NASHVILLE, TN — About two weeks ago, AAPA, an organization made up of thousands of Physician Associates (PAs), held a national conference at the Music City Center in Nashville. One of the talks given was on the subject of eliminating race-based practices in clinical medicine, headed up by PAs Kara L Caruthers, Susan LeLacheur, and Howard Straker.

The three, who gave a presentation on the same topic last year and received a standing ovation, charge that many systems and lines of thinking within the medical community are racially biased. From the way a doctor looks at your lungs, to how a finger pulse oximeter gets its readings, which measures oxygen levels.
“If you have the type of melanin that’s expressed in my skin, it’s actually harder for you to pick up my oxygen level. Because the way that instrument was created was for people with lighter and white skin.” Said Caruthers. “And so that then means if I actually had COVID or if I had a respiratory illness and something was going on and you said ‘Oh well Kara’s oxygen saturation level is 98% she’s fine.’ but it’s a faulty tool that we use, well now my oxygen saturation percentage really might be 92%, and you might need to put some oxygen on me, or instead admit me to the ICU.”  
To make things clear: Carut LeLachuer and Straker are not saying that all doctors today are being purposefully malicious. It’s simply what many have been taught their whole lives.

“We were trained to use these things, and we were following them as medical clinicians.” Said Straker.

According to them, It’s all carried over from outdated and racially biased medical teachings, some going as far back as hundreds of years ago.

“With some of the lung stuff, you can trace that back at least to Thomas Jefferson.

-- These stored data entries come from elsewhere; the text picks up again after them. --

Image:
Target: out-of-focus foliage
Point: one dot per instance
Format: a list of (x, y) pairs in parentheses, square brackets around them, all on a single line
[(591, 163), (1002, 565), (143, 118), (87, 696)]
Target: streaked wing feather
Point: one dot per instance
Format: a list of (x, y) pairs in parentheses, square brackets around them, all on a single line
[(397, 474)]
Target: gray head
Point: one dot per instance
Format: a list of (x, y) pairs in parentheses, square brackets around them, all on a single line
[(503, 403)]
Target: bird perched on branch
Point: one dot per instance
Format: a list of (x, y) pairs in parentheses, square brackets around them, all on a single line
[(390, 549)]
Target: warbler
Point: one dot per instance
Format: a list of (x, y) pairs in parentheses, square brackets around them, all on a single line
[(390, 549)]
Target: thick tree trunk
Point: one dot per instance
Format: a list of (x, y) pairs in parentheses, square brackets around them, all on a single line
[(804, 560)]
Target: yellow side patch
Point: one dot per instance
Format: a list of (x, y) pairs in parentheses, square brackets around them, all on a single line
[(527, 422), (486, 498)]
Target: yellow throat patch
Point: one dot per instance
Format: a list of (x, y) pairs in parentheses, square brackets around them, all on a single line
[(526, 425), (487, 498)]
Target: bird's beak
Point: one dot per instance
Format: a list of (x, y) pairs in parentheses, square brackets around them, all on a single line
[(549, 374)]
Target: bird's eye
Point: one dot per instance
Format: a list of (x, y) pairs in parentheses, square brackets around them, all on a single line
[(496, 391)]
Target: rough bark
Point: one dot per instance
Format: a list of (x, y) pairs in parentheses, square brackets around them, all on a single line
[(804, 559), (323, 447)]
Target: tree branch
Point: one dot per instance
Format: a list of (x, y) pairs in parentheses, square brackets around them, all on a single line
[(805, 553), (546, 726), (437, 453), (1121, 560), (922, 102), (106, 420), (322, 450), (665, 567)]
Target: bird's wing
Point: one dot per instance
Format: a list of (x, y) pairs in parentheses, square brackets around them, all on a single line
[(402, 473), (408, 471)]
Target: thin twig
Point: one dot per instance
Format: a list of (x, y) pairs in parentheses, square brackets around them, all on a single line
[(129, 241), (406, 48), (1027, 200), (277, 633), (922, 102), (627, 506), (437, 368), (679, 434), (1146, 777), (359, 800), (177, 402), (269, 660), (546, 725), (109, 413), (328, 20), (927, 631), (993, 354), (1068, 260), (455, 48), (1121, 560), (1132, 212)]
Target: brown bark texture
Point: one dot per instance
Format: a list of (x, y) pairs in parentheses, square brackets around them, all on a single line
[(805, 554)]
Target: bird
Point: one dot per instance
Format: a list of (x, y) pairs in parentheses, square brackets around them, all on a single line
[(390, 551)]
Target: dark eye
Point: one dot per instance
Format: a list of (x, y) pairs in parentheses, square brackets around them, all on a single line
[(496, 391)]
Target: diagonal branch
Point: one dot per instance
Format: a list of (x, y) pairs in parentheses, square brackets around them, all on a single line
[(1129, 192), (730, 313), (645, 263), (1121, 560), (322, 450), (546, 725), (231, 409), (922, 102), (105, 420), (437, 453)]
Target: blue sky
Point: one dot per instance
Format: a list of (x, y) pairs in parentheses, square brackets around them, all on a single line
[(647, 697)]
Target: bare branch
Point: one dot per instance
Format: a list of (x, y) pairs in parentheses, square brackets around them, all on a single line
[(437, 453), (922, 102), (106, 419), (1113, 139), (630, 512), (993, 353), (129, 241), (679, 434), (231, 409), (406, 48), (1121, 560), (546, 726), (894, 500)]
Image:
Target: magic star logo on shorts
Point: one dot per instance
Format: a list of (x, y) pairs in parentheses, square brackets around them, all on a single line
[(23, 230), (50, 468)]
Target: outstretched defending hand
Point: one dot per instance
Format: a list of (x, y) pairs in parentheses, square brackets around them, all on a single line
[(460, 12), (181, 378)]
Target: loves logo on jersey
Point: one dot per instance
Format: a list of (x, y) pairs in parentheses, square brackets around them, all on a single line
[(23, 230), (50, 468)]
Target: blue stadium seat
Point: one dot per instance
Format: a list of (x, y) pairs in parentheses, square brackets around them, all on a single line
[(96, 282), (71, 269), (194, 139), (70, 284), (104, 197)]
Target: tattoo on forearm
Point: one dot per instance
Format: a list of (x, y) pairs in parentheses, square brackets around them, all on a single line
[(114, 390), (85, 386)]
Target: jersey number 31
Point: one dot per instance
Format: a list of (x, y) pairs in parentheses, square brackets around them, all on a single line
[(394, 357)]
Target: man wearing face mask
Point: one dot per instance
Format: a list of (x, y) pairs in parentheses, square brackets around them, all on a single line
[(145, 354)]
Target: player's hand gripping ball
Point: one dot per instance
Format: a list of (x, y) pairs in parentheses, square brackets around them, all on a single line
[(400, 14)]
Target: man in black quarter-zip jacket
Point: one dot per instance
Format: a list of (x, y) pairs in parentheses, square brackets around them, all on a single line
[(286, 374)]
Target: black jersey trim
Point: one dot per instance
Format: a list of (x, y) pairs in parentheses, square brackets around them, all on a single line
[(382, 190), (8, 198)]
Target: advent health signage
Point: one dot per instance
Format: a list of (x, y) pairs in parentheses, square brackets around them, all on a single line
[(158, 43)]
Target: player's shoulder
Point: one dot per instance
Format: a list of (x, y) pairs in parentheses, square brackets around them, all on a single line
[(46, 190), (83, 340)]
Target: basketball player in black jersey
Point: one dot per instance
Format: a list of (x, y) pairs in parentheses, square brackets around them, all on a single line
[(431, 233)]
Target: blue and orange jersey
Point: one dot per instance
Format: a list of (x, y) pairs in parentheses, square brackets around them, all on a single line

Who owned people including his own family, but most of those people were subjected to some pretty bad conditions and crowding and poverty, and he noted that their lung function was not as good. Well, if you put me in a field of tobacco i’m not sure mine would be very good either.” Said Lelacheur.   

Caruthers says that this investigation was all spurred on by the COVID-19 pandemic, and seeing how it disproportionately affected people of color. 

“The pandemic had us giving undivided attention to information and to various things, and with the pandemic we also saw that there was disparities as to who was impacted. Who was dying more frequently? Who was able to work from home and work remotely versus those who had to go in and be present and work in service industries etc.” “And we started to see there are some differences in socioeconomic status and certain socialized racial groups in who COVID’s impacting.” 

“It goes on and on, there are guidelines on pediatric UTI, there are guidelines on who gets what kind of care in the hospital. It’s woven throughout systems  of care in ways that are really difficult to unravel. And this is not to say that there are not differences, but the cause of the differences is not genetic, because race is not genetic.” Said LeLacheur.

If the reception to Caruthers, LeLacheur, and Straker’s work is anything to go by, the medical community is incredibly receptive to their ideas. If more work is done to change things, it could have the potential to save countless lives in the coming years. Straker hopes that by teaching people in the profession about this issue, things will change for the better. 

“That’s one of the reasons we’re all teachers, we’re all faculty members, specifically to influence the future generations as much as the current generation of folks who are taking care of people.”